Serhiy, chirurgien ukrainien, est capturé par les forces militaires russes dans une zone de conflit, à l’est de l’Ukraine. En captivité, il est exposé aux humiliations et à la violence.

Reflection
Ukraine, 2021
De Valentyn Vasyanovych

Durée : 2h05

Sortie : –

Note :

MIROIR NOIR

Dans Reflection, il y a une scène où des personnages font une partie de paintball. Mourir est alors juste un loisir qui ne laisse que quelques traces multicolores sur le corps, et les cris traduisent avant tout l’excitation. Mais non loin de ce petit jeu de massacre se joue un massacre réel – la guerre que Valentyn Vasyanovych racontait déjà dans son impressionnant Atlantis, resté inédit dans les salles françaises. Reflection parle à nouveau de conflit entre Ukraine et Russie ; un conflit qui bien évidemment n’a rien d’un jeu.

On reconnaît le style du cinéaste ukrainien, avec son goût pour des tableaux fixes. Le dispositif voyant pourrait cadenasser le film, le rendre programmatique, le priver de trouble. Mais Vasyanovych sait s’en servir pour raconter une histoire. La remarquable composition des plans, le travail sur la profondeur de champ, l’utilisation de la lumière : autant de richesse expressive qui évite au film d’être en mode automatique. Il y a beaucoup de talent dans chaque plan, deux heures durant : peut-on dire cela de tous les films ?

Cette mise en scène intransigeante participe à l’écriture de Reflection. Vasyanovych parvient à créer un sentiment d’empathie qui permet au film de ne pas s’enfermer dans le torture-porn. Le cinéaste raconte la guerre, mais le peut-il vraiment ? Il y a une multitude d’écrans dans Reflection : la vitre qui nous sépare du paintball, la vitre d’un bloc opératoire, une baie vitrée sur la ville, un pare-brise rayé. On peut certes voir au travers mais à distance, comme si nous ne pouvions de toute façon pas comprendre l’horreur représentée.

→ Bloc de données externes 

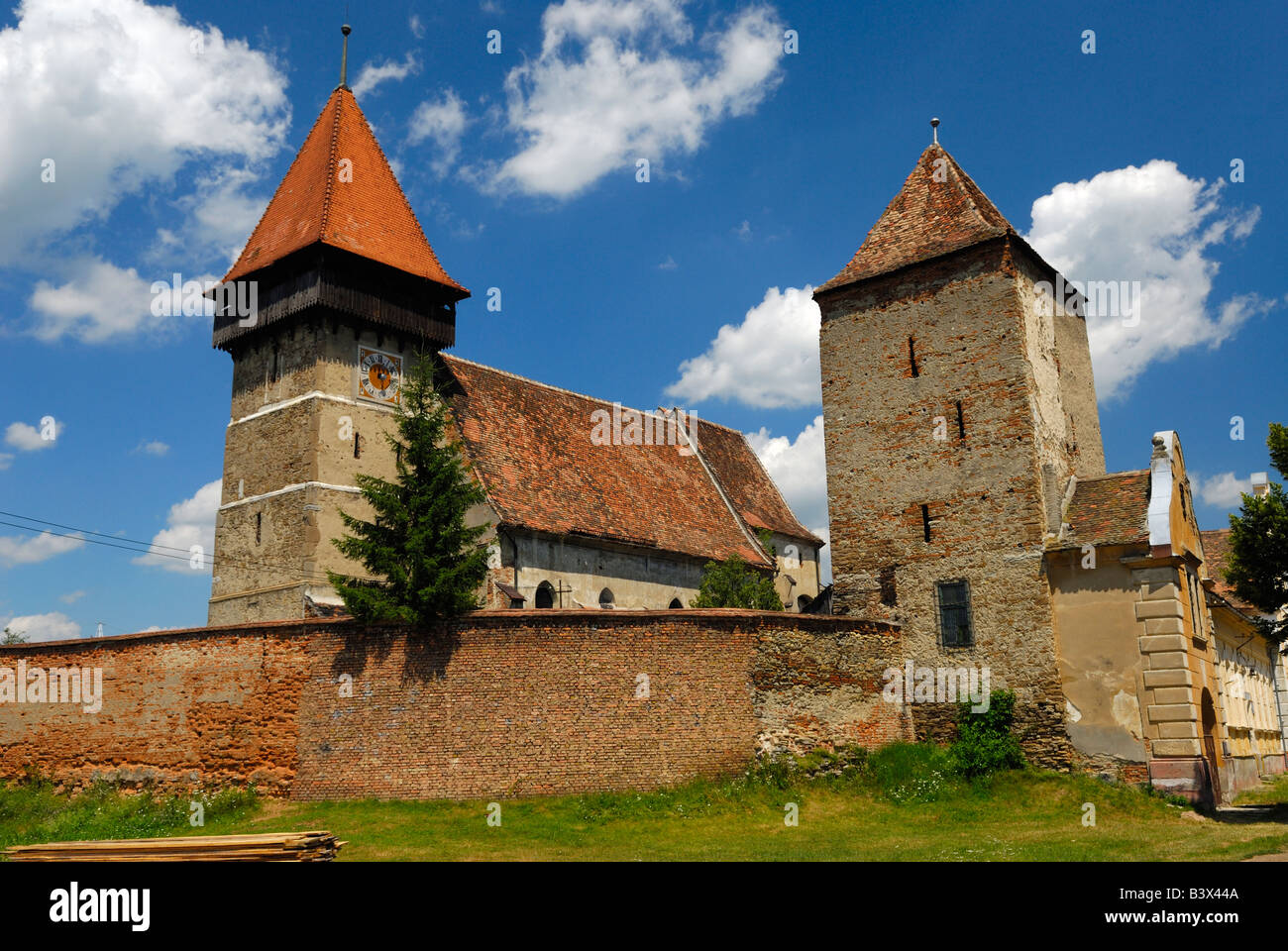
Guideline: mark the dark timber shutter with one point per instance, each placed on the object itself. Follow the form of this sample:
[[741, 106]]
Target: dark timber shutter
[[954, 613]]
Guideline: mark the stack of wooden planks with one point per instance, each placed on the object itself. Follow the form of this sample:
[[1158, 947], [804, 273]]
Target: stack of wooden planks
[[271, 847]]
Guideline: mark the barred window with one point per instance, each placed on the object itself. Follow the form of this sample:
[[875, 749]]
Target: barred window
[[954, 620]]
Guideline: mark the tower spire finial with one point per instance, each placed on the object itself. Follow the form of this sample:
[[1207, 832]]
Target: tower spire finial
[[344, 56]]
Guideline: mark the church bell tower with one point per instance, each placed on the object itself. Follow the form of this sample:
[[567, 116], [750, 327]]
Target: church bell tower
[[347, 289], [958, 402]]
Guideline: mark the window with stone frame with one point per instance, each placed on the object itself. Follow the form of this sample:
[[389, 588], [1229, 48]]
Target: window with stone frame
[[956, 626], [545, 596]]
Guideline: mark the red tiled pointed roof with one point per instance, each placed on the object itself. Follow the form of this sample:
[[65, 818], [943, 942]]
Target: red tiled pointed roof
[[1216, 553], [1111, 509], [342, 192], [531, 446], [925, 219]]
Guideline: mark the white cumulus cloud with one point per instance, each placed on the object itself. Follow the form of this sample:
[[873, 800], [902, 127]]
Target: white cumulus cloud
[[622, 80], [382, 71], [1155, 226], [53, 626], [191, 522], [771, 360], [29, 438], [443, 121], [799, 468], [115, 95], [1224, 489]]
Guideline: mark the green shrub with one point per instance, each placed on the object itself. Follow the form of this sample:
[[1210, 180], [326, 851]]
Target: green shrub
[[984, 740]]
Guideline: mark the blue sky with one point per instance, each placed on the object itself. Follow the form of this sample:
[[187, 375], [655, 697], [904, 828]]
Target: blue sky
[[168, 128]]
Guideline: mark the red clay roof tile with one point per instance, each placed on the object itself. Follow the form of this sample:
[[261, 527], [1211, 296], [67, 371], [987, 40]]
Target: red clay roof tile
[[531, 445], [932, 214], [1216, 551], [1111, 509], [359, 206]]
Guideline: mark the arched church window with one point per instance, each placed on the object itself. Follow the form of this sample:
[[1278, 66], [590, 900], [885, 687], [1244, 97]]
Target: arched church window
[[545, 595]]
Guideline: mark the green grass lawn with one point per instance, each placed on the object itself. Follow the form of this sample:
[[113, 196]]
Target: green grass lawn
[[1021, 814]]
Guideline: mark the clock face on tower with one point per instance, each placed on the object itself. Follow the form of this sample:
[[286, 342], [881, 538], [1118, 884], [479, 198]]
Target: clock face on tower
[[378, 375]]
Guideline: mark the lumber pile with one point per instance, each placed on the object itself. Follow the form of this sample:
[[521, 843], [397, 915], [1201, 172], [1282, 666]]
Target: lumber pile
[[271, 847]]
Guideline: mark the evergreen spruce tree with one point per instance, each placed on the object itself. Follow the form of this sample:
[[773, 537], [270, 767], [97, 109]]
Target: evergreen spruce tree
[[1258, 545], [426, 565], [734, 583]]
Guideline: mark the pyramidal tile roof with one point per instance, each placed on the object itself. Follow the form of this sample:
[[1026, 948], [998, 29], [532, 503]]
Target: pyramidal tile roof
[[938, 210], [342, 192]]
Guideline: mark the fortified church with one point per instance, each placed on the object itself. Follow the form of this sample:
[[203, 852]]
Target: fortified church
[[348, 290], [966, 478]]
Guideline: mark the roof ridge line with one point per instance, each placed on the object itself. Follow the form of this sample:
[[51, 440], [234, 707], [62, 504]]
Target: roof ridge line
[[330, 165], [1113, 475], [275, 191], [565, 389], [402, 192], [971, 188]]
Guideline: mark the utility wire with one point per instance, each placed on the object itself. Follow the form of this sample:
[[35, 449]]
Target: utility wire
[[150, 548]]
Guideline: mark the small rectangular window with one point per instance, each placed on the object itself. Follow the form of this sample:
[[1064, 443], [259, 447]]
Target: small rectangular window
[[954, 620], [889, 593]]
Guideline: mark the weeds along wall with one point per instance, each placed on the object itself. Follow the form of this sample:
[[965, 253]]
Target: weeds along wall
[[500, 702]]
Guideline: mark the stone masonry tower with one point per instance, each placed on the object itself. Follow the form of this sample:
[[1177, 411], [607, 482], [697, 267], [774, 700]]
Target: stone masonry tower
[[957, 403], [348, 290]]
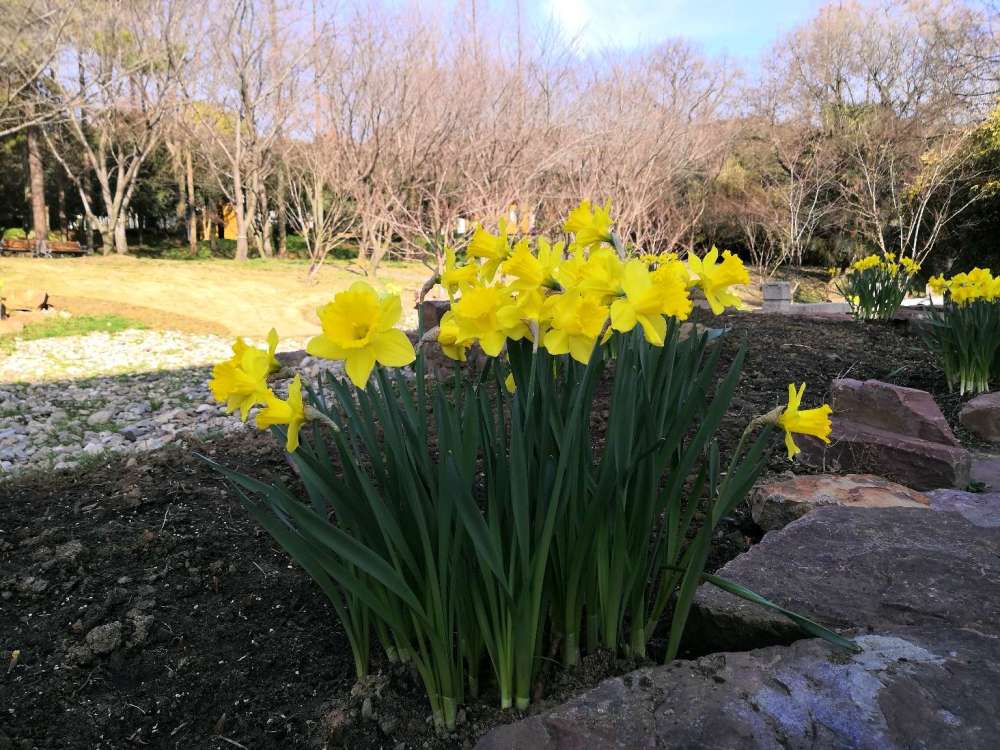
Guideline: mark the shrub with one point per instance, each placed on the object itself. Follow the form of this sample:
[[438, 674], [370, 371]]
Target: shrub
[[474, 519], [964, 333], [876, 286]]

Cette succession d’écrans souligne naturellement la solitude dans laquelle se retrouve le protagoniste. Celui-ci se retrouve confronté à ses propres fantômes, et au traumatisme de la violence. Reflection s’intéresse à la vie d’après, mais celle-ci a quelque chose de spectral, désincarné. S’il y a une rigidité dans la mise en scène de Vasyanovych, si le climat est froid, la densité de l’atmosphère ainsi que le ton général du film à la fois mélancolique et désabusé en font une expérience qui va au-delà du (brillant) exercice de style et le rendent plus humain.